On Fri 2022-06-10 09:06:16, Joe Lawrence wrote:
On 6/9/22 4:16 PM, Shuah Khan wrote:
On 6/3/22 8:32 AM, Marcos Paulo de Souza wrote:
Hi there,
The first patch moves the current livepatch tests to selftests, allowing it be better suited to contain more complex tests, like using userspace C code to use the livepatched kernel code. As a bonus it allows to use "gen_tar" to export the livepatch selftests, rebuild the modules by running make in selftests/livepatch directory and simplifies the process of creating and debugging new selftests.
In general selftests don't include modules. We keep test modules under lib. One of the reasons is that modules have dependencies on the kernel and should be built when kernel is built.
I don't fully buy the argument that moving modules under selftest would simplify the process.
Hi Shuah,
I see that there is tools/testing/selftests/bpf/bpf_testmod/ which claims to be a "conceptually out-of-tree module". Would similarly moving livepatch test modules under tools/ give us flexibility to write them build for multiple kernel versions?
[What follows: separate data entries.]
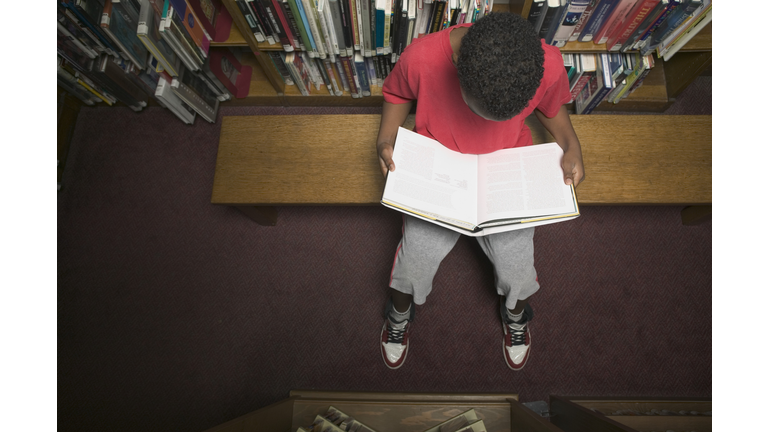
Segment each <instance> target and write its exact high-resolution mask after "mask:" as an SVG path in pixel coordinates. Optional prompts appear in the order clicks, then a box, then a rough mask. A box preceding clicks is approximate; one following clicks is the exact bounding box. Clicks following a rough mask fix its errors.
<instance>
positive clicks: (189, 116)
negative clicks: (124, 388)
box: [57, 0, 251, 124]
mask: <svg viewBox="0 0 768 432" xmlns="http://www.w3.org/2000/svg"><path fill="white" fill-rule="evenodd" d="M57 7H58V11H57V18H58V23H57V32H58V33H57V35H58V39H57V42H58V43H57V53H58V75H57V78H58V83H59V85H60V86H61V87H62V88H64V89H65V90H67V91H69V92H70V93H71V94H73V95H74V96H76V97H78V98H80V100H82V101H83V102H84V103H86V104H88V105H94V104H96V103H100V102H104V103H106V104H108V105H113V104H115V103H117V102H121V103H123V104H125V105H127V106H129V107H130V108H131V109H133V110H135V111H140V110H141V109H143V108H144V107H145V106H147V102H148V100H149V99H150V98H153V99H155V100H156V101H157V103H158V104H159V105H161V106H163V107H165V108H167V109H169V110H170V111H172V112H173V113H174V114H175V115H176V116H177V117H178V118H179V119H180V120H182V121H183V122H185V123H188V124H191V123H193V122H194V120H195V118H196V117H197V116H200V117H202V118H203V119H205V120H207V121H209V122H212V123H213V122H215V121H216V113H217V111H218V106H219V102H222V101H226V100H229V99H231V98H233V97H244V96H245V95H247V92H248V85H249V84H250V75H251V70H250V68H248V67H243V66H242V65H240V63H239V62H238V61H237V59H236V58H235V56H234V55H233V54H232V52H230V51H229V50H228V49H223V50H213V49H211V42H212V41H221V40H226V39H227V37H228V36H229V30H230V28H231V24H232V18H231V16H230V15H229V13H228V12H227V10H226V8H224V6H223V5H222V4H221V1H220V0H57ZM243 89H245V90H244V91H243Z"/></svg>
Then one could theoretically build and run the latest, greatest selftests against older kernels (assuming the associate script/module/kernel supports the idea)?
+1
Another motivation is that the new selftest also needs an executable binary. It would be nice to handle both modules and binaries the same way.
Honestly, lib/* is a mess. It mixes real functionality and test modules. The relation between the modules and tools/testing/* is far from clear. IMHO, it would be more clean to have the related stuff together.
Of course, we could not move all test modules from lib/* easily. Some of them might be used on its own or even as built-in tests. But preventing the move looks like a step in the wrong direction to me.